S: Yes, the lecture about that [hydrogen] car, that we understood, but we didn’t understand much of the lab visit with hydrogen and…

During parts of the curriculum unit, the students worked independently with the commission in groups. The teachers described how they tried to support the students during the group work by providing guidance and frequently collect written products.

TB: (…) We walked around to the groups, guiding them and helping them, and…collected work from them. About once a week, I collected something which they [students] got back and could use in their further work.

Evidently, the teachers provided feedback on students’ written work, which was coded as teacher support during classroom activities. However, teacher B did not provide any example of the type of feedback, which may be a limitation in our data.

When we asked the students about the kind of support they received from the teacher, the students said that they received help although they could not specify what sort of help. For example, in Group 1, the students could not recall whether they received feedback from their teacher on their work. However, later in the interview one of the students added that more teacher support would be preferable, without specifying what sort of help he was asking for.

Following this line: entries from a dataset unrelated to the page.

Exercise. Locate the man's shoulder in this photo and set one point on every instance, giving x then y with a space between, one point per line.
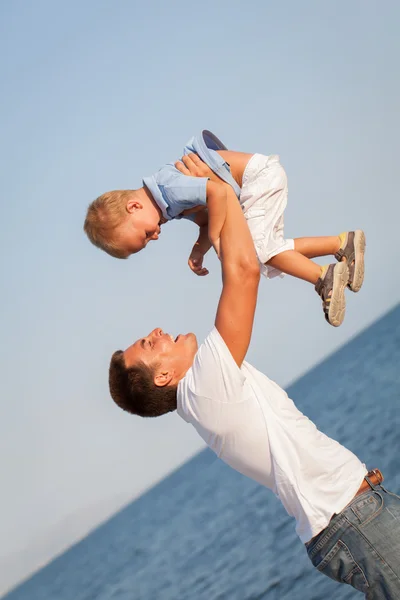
214 371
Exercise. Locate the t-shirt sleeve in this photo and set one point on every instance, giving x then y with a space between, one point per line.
182 192
214 373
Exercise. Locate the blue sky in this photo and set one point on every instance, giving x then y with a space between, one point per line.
97 95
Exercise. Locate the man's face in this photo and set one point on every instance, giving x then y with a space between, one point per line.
140 227
173 357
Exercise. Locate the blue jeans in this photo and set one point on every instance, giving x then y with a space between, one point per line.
361 545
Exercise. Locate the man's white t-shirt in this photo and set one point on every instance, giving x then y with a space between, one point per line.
253 426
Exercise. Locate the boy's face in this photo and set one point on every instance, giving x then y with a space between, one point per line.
140 227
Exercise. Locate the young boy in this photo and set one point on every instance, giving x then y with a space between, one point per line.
122 222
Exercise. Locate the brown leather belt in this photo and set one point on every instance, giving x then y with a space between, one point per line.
375 477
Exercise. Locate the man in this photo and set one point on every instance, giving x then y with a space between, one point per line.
349 523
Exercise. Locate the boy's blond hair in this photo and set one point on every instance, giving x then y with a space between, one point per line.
104 215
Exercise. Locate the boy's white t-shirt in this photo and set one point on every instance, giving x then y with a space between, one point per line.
253 426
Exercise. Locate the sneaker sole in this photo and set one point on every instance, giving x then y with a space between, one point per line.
359 251
337 307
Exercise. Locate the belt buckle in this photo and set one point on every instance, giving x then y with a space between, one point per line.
378 475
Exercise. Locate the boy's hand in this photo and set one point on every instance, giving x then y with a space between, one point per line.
195 261
192 165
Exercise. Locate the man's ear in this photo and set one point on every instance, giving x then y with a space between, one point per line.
163 378
132 205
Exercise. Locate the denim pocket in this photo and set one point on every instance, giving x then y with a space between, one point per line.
367 508
339 564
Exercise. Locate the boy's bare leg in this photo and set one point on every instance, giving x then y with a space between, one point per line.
296 264
317 246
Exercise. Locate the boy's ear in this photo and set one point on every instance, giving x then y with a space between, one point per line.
132 205
163 378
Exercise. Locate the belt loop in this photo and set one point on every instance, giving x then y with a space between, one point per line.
376 473
371 485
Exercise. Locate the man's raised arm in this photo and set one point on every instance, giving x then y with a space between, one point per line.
240 268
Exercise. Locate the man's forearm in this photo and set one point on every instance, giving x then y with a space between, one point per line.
216 204
203 243
237 246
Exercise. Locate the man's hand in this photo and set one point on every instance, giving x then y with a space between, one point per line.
195 261
192 165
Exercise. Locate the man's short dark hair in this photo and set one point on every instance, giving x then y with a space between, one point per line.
133 388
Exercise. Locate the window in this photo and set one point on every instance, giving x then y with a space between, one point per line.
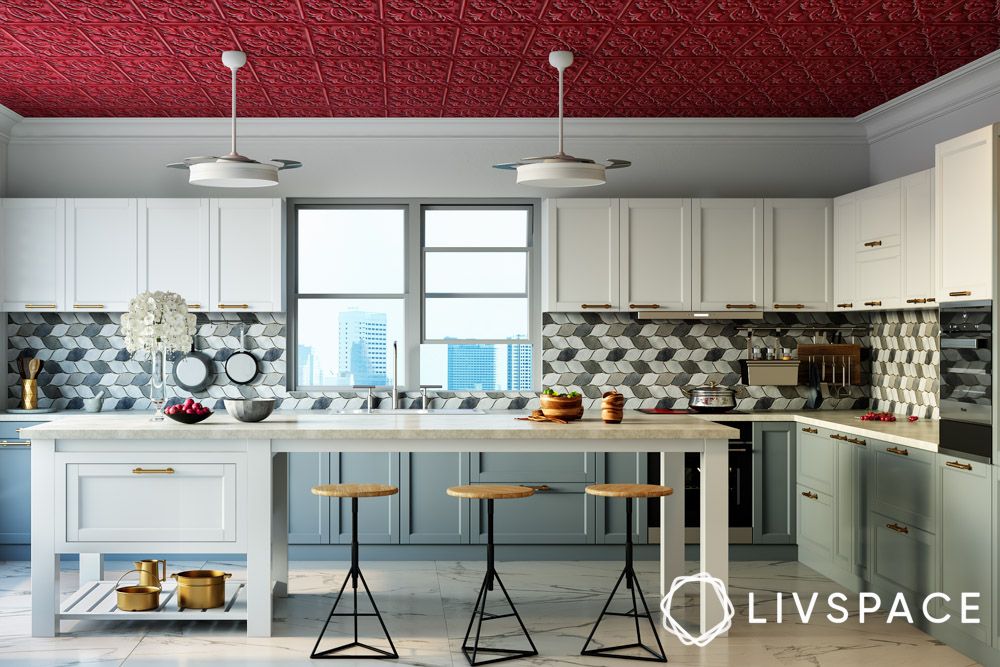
452 283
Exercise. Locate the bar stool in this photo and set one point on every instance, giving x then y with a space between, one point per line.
629 492
489 493
354 491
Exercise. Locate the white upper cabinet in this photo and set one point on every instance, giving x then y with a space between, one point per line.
798 254
102 250
965 170
845 222
174 248
655 254
727 254
582 259
918 240
34 254
245 246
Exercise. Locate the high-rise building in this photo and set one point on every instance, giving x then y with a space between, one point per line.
362 348
472 367
519 375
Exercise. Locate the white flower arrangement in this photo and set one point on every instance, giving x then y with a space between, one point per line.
158 320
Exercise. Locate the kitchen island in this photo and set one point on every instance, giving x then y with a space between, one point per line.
123 484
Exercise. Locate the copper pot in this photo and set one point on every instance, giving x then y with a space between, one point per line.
201 589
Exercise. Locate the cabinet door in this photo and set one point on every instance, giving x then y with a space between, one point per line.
378 518
102 250
798 254
965 173
773 483
727 253
34 254
427 514
845 220
965 540
655 254
308 514
918 240
174 248
582 259
245 248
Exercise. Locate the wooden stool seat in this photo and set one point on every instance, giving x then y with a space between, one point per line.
354 490
629 490
490 491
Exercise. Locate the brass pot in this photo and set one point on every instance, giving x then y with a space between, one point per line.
137 598
201 589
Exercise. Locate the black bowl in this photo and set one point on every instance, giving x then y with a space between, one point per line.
185 418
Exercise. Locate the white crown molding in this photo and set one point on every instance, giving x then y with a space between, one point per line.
966 85
285 130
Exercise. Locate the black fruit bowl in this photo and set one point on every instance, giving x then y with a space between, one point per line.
185 418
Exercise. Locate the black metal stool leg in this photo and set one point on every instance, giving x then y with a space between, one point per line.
479 613
353 575
631 584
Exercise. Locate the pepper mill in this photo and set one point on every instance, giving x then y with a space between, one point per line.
612 407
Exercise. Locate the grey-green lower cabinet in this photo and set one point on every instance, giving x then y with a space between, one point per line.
774 482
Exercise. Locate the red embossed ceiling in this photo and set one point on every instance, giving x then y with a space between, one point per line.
481 57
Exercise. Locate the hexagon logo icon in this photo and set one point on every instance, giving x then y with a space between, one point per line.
671 625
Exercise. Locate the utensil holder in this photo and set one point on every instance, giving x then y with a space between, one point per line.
29 394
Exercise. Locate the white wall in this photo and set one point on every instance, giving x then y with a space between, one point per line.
442 157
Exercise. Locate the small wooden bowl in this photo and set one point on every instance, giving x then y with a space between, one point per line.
562 407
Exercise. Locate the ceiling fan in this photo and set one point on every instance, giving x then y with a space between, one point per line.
561 170
233 170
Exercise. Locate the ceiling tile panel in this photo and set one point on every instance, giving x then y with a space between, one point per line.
482 58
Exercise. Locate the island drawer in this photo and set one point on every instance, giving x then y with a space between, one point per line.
150 499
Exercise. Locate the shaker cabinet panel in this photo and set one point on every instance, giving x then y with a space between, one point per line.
798 254
33 254
581 262
965 173
174 248
102 250
727 254
655 254
245 245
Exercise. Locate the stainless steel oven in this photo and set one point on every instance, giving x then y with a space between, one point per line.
966 377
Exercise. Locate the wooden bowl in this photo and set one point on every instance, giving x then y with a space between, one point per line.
562 407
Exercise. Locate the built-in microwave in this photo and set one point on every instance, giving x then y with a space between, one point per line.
966 378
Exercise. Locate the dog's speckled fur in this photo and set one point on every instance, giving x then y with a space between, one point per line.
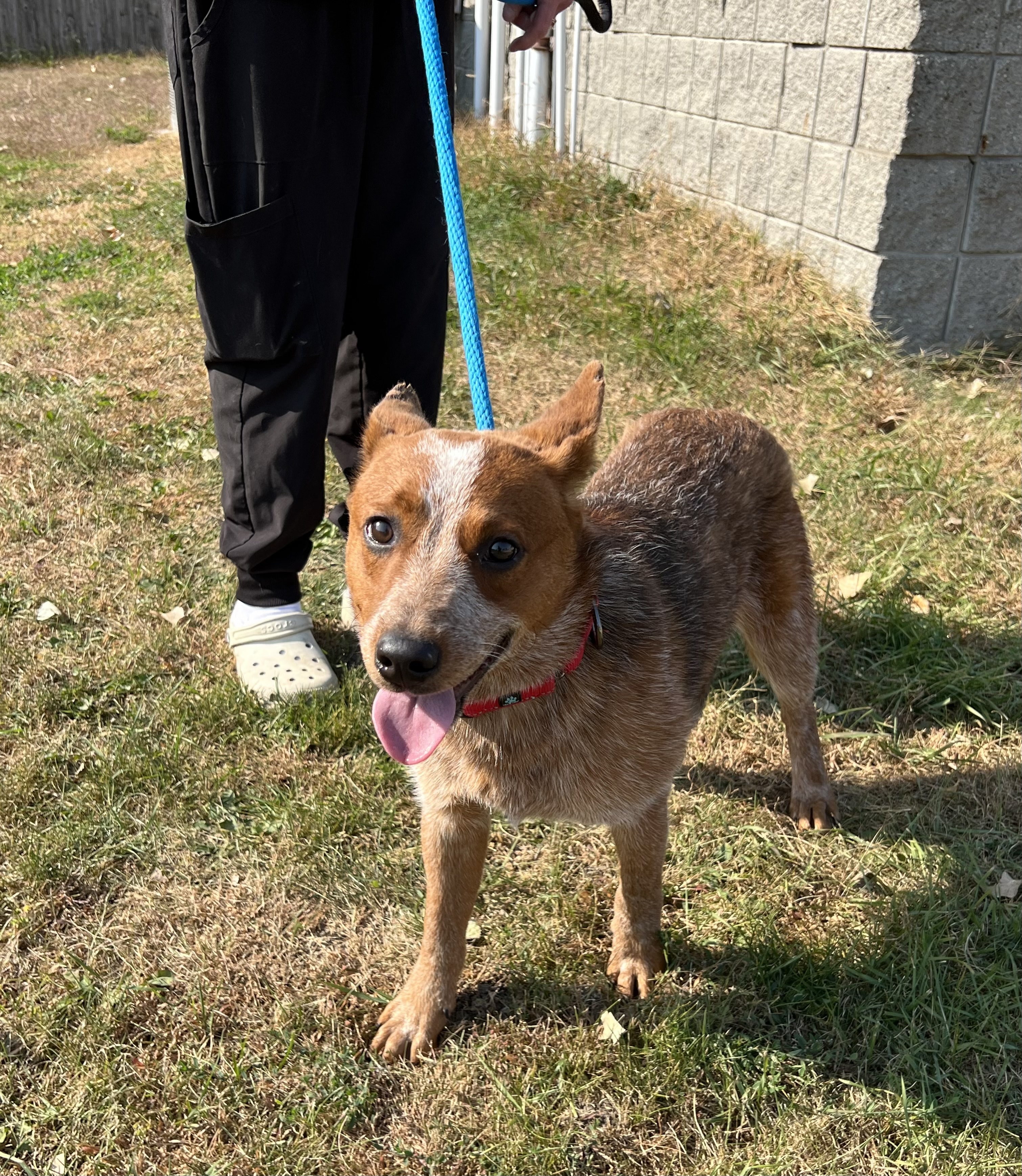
687 532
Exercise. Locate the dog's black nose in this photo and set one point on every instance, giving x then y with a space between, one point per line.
405 661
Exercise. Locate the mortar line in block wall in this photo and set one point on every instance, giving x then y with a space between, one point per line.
974 161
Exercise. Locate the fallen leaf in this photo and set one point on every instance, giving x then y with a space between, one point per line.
851 586
612 1029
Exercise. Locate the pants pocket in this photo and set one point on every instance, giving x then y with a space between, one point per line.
254 298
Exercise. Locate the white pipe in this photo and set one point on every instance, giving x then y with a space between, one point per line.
559 92
537 92
496 63
577 52
479 86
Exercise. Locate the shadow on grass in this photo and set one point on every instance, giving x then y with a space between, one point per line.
883 665
919 995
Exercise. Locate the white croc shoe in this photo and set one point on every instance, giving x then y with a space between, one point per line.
280 659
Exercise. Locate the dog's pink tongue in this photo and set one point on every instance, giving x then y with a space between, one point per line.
411 726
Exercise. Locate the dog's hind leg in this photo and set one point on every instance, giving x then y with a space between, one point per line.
778 624
637 953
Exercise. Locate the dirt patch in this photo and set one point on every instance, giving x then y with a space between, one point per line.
67 106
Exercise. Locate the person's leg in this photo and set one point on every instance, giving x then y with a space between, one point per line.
397 293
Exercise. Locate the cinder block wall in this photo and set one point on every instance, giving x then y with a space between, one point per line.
881 138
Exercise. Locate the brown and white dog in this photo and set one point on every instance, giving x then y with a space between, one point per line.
478 572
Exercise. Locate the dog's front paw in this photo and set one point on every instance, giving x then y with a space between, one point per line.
815 808
634 965
410 1025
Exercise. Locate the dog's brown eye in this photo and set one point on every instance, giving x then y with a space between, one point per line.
501 551
380 532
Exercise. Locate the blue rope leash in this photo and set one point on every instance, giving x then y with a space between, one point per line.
454 211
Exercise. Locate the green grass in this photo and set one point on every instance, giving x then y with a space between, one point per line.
129 134
204 904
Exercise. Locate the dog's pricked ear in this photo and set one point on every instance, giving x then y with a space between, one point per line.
398 413
566 435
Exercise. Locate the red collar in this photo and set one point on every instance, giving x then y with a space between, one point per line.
594 629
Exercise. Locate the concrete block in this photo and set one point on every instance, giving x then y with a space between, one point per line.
754 173
698 152
654 81
912 298
710 18
633 66
987 303
751 83
846 23
1002 132
961 26
683 17
840 89
1010 38
947 105
894 24
825 179
856 271
674 134
926 205
679 73
706 67
866 183
600 126
740 19
632 16
750 219
788 170
820 250
995 208
772 20
660 17
591 72
641 137
800 89
807 22
780 235
886 94
726 161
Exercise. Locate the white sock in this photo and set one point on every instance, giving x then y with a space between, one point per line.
243 616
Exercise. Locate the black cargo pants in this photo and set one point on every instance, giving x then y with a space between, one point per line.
316 227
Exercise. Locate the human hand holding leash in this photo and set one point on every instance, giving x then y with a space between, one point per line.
536 19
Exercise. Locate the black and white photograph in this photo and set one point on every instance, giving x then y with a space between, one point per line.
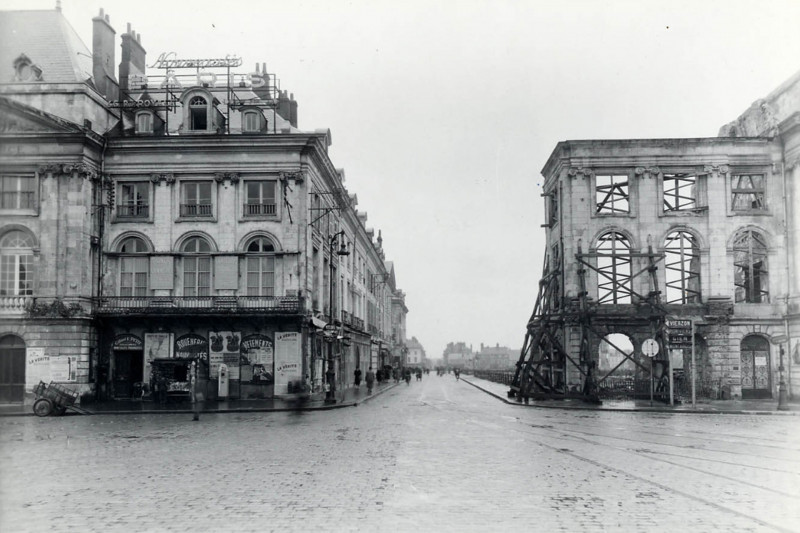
399 266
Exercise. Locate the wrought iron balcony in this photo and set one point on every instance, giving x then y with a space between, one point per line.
206 305
259 209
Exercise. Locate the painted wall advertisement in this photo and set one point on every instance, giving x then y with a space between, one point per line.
224 347
288 360
258 358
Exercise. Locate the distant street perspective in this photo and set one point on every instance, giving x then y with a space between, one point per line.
431 455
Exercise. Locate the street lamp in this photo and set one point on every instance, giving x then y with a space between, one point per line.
330 374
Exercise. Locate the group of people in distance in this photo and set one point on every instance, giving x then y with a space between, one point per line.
384 374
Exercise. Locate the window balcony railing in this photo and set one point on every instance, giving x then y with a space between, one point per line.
259 209
133 211
127 305
196 210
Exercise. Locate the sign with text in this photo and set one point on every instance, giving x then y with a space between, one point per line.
288 360
224 348
37 366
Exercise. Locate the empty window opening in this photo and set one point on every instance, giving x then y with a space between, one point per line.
613 269
682 268
750 274
612 194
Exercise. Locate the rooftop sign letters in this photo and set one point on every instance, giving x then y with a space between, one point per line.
169 60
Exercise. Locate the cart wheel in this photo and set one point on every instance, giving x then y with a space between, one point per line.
42 407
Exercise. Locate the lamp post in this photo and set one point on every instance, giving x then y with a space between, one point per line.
330 373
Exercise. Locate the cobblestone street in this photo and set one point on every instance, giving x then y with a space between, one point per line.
436 455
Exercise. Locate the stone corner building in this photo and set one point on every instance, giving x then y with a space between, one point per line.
644 232
159 222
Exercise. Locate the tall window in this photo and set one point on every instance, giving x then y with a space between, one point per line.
614 269
750 274
260 198
260 267
144 122
198 113
747 192
612 195
196 199
680 192
133 200
196 267
17 192
16 264
134 267
682 268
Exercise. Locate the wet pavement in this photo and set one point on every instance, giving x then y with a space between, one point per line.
436 455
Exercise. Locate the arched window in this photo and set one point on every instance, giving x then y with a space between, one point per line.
134 268
196 267
198 113
260 267
614 269
750 274
682 268
16 264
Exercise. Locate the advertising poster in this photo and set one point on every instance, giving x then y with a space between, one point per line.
258 357
224 348
37 367
288 360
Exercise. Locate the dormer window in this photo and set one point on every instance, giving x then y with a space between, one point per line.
251 122
144 122
198 114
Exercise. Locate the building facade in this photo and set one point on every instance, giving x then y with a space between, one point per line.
173 224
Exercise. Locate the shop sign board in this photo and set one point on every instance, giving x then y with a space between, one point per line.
191 346
288 360
258 352
126 341
37 366
225 348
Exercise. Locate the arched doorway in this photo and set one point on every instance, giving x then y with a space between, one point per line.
12 369
756 375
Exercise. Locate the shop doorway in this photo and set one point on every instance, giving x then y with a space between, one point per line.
128 369
756 376
12 369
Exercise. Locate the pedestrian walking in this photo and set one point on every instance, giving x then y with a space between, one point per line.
370 380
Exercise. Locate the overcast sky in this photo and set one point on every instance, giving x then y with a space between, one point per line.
444 112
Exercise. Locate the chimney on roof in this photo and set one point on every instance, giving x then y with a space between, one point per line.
132 68
103 56
287 108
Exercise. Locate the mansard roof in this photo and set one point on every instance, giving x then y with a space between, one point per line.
48 40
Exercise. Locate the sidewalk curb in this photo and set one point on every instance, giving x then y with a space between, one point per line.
638 409
301 408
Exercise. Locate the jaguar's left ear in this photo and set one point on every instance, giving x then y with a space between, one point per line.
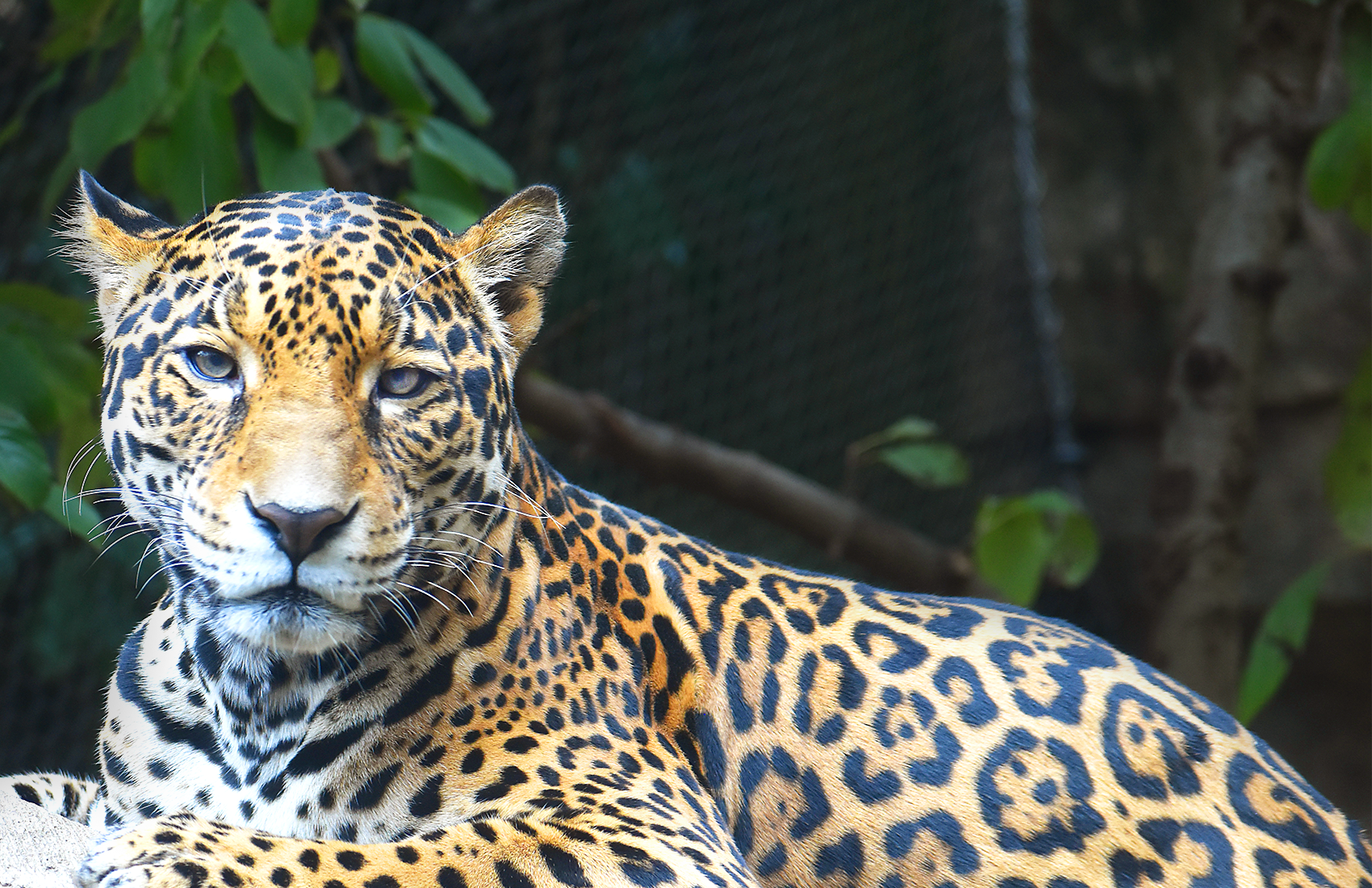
512 256
110 239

The final classroom activity was carried out after the visit to the transport company’s workplace (Fig. 1). This was an oral examination, where the teachers asked questions about different technologies related to renewable energy, such as how fuel cells work or how solar cells operate. The information was used to assess the students’ learning of the scientific knowledge. The teachers chose to do so because they were more familiar with oral or written tests and found it difficult to assess the students’ understanding based on their oral presentation to the STEM professional:

TB: Yes, oral examinations are more common at our place. And written tests or digital tests. But I find it incredibly hard to assess a presentation.

The teachers’ and students’ descriptions of the assessment of the students’ learning at the end of the curriculum unit was coded as summative assessment. The students expressed different opinions about the oral examination, exemplified by the following responses from students in Group 1 and 2, respectively:

S: During the oral examination it was easy to show everything you knew. You got to show what you’d worked on that you didn’t necessarily present, because someone else in the group had to take their part of the presentation even though they hadn’t worked on it. So…yes, it became clearer who had been working well on the assignment.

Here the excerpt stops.